O processo de dizimação do peixe-boi na costa brasileira coincide com o povoamento do país. No Brasil Colônia, os navios partiam rumo à Europa levando toneladas de carne, pele e gordura, produtos então muito valorizados no mercado europeu. O mamífero passou a ser caçado em ritmo acelerado também por uma questão de conveniência. Descobriu-se que sua carne, quando cozida na própria gordura, é capaz de durar meses. Há outra característica que torna a caça atraente. Dependendo da parte do animal que se come, o sabor pode se assemelhar ao de carne de vaca, porco ou peixe. A situação da espécie ficou ainda mais complicada em virtude de uma característica de seu ciclo de reprodução. Cada fêmea tem apenas um filhote, e em intervalos mínimos de três anos. Isso porque a gestação dura treze meses, que se somam a dois anos de amamentação. O peixe-boi é, digamos, uma mãe exemplar.
Como é o único mamífero marinho exclusivamente herbívoro, ele sobrevive apenas onde há grandes bancos de algas, plantas e, especificamente, o capim agulha, sua iguaria preferida. Passa o dia pastando, num comportamento semelhante ao do gado.

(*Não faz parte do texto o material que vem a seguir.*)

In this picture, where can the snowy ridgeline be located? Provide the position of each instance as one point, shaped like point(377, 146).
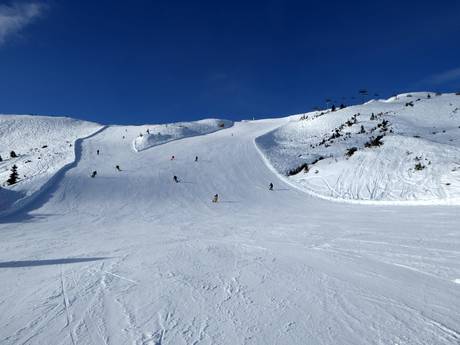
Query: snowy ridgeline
point(161, 134)
point(43, 145)
point(402, 150)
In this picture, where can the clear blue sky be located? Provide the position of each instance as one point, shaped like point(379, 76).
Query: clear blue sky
point(163, 61)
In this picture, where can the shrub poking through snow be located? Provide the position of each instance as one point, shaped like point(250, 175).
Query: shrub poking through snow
point(419, 166)
point(350, 151)
point(13, 176)
point(295, 171)
point(374, 142)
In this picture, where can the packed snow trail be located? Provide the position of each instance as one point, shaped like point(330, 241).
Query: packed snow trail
point(130, 257)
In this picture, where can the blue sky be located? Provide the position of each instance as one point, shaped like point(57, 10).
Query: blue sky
point(163, 61)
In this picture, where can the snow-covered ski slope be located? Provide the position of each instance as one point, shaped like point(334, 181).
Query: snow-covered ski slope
point(160, 134)
point(43, 145)
point(130, 257)
point(417, 162)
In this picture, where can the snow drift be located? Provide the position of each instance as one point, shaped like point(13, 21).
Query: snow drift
point(402, 150)
point(161, 134)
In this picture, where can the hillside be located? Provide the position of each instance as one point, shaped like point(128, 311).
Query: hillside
point(43, 146)
point(402, 150)
point(132, 257)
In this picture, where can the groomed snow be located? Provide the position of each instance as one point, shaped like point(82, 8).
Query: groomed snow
point(44, 146)
point(418, 161)
point(161, 134)
point(130, 257)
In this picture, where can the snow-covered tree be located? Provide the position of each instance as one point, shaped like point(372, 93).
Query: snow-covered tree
point(13, 176)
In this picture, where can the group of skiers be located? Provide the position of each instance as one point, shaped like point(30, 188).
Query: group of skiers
point(215, 198)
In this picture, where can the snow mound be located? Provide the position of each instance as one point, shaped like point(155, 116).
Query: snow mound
point(43, 146)
point(402, 150)
point(161, 134)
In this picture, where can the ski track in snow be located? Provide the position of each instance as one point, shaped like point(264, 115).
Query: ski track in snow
point(164, 265)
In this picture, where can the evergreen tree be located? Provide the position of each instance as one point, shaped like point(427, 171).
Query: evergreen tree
point(13, 176)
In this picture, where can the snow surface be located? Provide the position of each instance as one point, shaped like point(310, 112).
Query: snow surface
point(423, 134)
point(130, 257)
point(161, 134)
point(44, 146)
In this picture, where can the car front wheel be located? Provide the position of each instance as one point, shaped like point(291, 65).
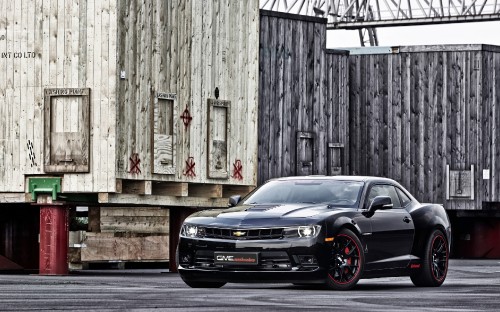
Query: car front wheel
point(346, 262)
point(434, 265)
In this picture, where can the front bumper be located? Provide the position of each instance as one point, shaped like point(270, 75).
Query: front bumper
point(279, 260)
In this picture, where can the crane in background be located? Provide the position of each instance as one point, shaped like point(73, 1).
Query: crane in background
point(367, 15)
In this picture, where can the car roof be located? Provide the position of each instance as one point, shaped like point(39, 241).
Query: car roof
point(338, 178)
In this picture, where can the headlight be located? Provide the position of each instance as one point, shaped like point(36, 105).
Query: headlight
point(302, 231)
point(189, 230)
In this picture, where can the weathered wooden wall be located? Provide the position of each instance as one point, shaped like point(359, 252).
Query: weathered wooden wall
point(303, 99)
point(126, 234)
point(56, 44)
point(418, 109)
point(188, 49)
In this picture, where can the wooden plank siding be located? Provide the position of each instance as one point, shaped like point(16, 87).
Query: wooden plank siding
point(125, 53)
point(51, 44)
point(418, 109)
point(188, 49)
point(303, 101)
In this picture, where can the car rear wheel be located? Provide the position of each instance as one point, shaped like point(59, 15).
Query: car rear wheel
point(346, 262)
point(434, 268)
point(198, 284)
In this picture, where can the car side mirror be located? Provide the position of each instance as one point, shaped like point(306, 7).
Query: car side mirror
point(379, 203)
point(234, 200)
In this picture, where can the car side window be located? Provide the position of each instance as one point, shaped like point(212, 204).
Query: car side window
point(384, 190)
point(405, 200)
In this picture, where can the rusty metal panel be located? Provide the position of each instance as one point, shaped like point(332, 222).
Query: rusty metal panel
point(164, 128)
point(219, 131)
point(67, 130)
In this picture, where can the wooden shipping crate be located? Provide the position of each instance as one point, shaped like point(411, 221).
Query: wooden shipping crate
point(105, 93)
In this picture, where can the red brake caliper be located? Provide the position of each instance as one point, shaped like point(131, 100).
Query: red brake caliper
point(346, 250)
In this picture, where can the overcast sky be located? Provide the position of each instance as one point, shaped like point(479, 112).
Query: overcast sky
point(464, 33)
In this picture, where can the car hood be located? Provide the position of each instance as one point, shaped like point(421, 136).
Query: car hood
point(273, 214)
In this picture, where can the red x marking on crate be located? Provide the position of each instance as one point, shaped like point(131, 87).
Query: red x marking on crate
point(186, 118)
point(190, 167)
point(134, 163)
point(238, 167)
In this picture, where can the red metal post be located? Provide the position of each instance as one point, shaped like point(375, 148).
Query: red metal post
point(53, 240)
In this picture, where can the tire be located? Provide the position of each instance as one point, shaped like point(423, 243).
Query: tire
point(347, 261)
point(198, 284)
point(434, 267)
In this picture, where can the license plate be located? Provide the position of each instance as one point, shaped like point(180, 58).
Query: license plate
point(239, 258)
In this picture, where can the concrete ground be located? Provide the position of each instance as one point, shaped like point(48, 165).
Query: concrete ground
point(471, 285)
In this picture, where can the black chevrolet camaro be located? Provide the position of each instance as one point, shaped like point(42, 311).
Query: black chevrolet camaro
point(304, 230)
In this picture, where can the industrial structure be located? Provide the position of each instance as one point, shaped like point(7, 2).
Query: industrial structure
point(132, 104)
point(134, 114)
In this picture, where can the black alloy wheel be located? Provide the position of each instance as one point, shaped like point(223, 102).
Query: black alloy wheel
point(434, 268)
point(346, 262)
point(439, 254)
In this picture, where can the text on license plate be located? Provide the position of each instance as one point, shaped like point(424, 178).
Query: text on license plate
point(240, 258)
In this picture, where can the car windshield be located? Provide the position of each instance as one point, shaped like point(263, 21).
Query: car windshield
point(334, 192)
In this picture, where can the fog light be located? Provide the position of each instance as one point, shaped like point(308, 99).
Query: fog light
point(307, 259)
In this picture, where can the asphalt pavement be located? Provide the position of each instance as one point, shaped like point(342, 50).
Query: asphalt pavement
point(471, 285)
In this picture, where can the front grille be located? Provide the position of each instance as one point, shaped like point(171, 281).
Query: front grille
point(244, 234)
point(270, 260)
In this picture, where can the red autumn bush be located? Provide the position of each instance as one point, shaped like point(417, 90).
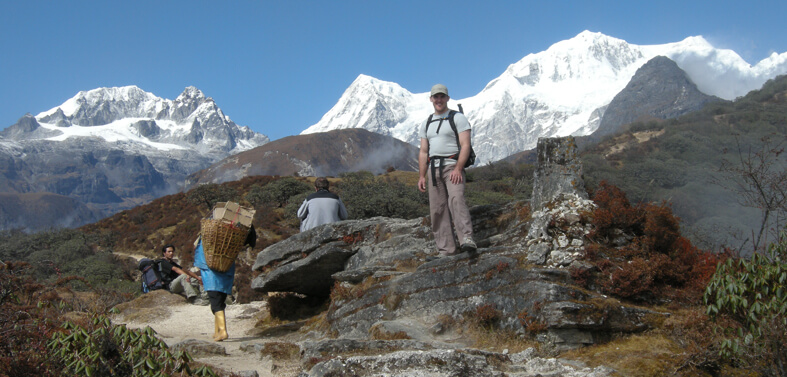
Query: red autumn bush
point(656, 265)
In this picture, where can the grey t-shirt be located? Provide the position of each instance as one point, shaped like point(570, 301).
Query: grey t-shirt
point(443, 143)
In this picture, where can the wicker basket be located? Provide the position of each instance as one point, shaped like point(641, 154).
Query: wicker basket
point(221, 242)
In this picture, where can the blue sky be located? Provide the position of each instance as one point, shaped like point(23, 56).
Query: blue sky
point(278, 66)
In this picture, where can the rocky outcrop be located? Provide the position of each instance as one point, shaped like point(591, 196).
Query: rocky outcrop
point(447, 363)
point(558, 171)
point(386, 298)
point(386, 285)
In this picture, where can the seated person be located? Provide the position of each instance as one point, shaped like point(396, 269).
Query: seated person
point(321, 207)
point(178, 280)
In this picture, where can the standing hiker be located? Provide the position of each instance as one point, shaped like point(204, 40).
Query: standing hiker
point(178, 280)
point(321, 207)
point(218, 284)
point(443, 155)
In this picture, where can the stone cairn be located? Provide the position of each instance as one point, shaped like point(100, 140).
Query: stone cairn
point(556, 235)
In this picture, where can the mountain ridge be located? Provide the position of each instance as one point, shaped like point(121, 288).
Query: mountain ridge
point(563, 90)
point(111, 149)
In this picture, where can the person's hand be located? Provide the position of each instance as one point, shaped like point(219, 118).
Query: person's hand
point(456, 175)
point(422, 184)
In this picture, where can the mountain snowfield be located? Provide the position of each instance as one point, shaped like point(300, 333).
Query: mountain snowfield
point(561, 91)
point(130, 116)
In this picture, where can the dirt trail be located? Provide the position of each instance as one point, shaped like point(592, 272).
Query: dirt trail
point(197, 322)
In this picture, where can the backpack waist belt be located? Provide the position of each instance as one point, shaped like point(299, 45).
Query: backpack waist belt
point(432, 166)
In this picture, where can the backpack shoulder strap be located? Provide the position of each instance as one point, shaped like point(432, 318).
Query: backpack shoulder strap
point(453, 126)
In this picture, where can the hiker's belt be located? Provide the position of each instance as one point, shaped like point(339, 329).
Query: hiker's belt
point(442, 159)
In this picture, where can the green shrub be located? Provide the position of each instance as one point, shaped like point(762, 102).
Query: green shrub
point(277, 193)
point(367, 196)
point(103, 349)
point(753, 292)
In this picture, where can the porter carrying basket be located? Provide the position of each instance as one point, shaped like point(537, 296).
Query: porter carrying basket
point(223, 236)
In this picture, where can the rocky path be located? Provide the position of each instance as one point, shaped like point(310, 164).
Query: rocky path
point(178, 323)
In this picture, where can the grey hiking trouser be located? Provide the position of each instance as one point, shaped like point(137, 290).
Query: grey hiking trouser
point(447, 203)
point(181, 284)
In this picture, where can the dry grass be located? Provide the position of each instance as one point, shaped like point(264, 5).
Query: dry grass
point(646, 355)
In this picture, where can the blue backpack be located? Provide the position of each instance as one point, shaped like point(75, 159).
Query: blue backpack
point(151, 274)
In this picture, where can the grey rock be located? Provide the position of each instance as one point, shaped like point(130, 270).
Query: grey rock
point(538, 253)
point(199, 348)
point(558, 171)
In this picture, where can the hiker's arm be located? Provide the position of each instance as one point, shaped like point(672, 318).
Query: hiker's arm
point(464, 153)
point(423, 162)
point(187, 273)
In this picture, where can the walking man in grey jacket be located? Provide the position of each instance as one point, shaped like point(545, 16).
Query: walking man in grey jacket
point(321, 207)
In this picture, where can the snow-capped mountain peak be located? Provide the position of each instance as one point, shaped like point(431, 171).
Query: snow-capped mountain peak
point(563, 90)
point(140, 119)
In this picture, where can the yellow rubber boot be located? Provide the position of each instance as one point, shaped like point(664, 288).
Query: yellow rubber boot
point(215, 327)
point(221, 327)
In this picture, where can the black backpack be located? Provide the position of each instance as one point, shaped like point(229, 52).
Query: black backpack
point(151, 275)
point(471, 157)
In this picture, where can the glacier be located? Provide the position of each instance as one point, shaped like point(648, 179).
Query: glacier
point(561, 91)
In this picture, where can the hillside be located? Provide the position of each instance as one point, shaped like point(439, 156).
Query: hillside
point(321, 154)
point(694, 163)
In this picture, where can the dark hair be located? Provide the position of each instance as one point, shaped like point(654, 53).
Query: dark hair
point(167, 246)
point(321, 183)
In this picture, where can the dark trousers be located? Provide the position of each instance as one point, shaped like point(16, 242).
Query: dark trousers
point(217, 301)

Daí seu nome. A caça foi proibida no Brasil em 1967, o que reduziu o ritmo do processo de extinção, mas o trabalho de preservação é relativamente recente. O Projeto Peixe-Boi só foi criado em 1980, pelo Ibama. Inclui ações diretas de salvamento, como socorrer, cuidar e devolver ao mar animais que encalham na areia, e monitoramento da espécie. Como a população é pequena, a pesquisa avança em ritmo mais lento. Por isso a preservação é uma corrida contra o tempo. "Uma espécie com apenas 500 animais pode se extinguir facilmente", avisa a bióloga Denise Castro, diretora da Fundação Mamíferos Aquáticos, responsável pelo projeto junto com o Ibama.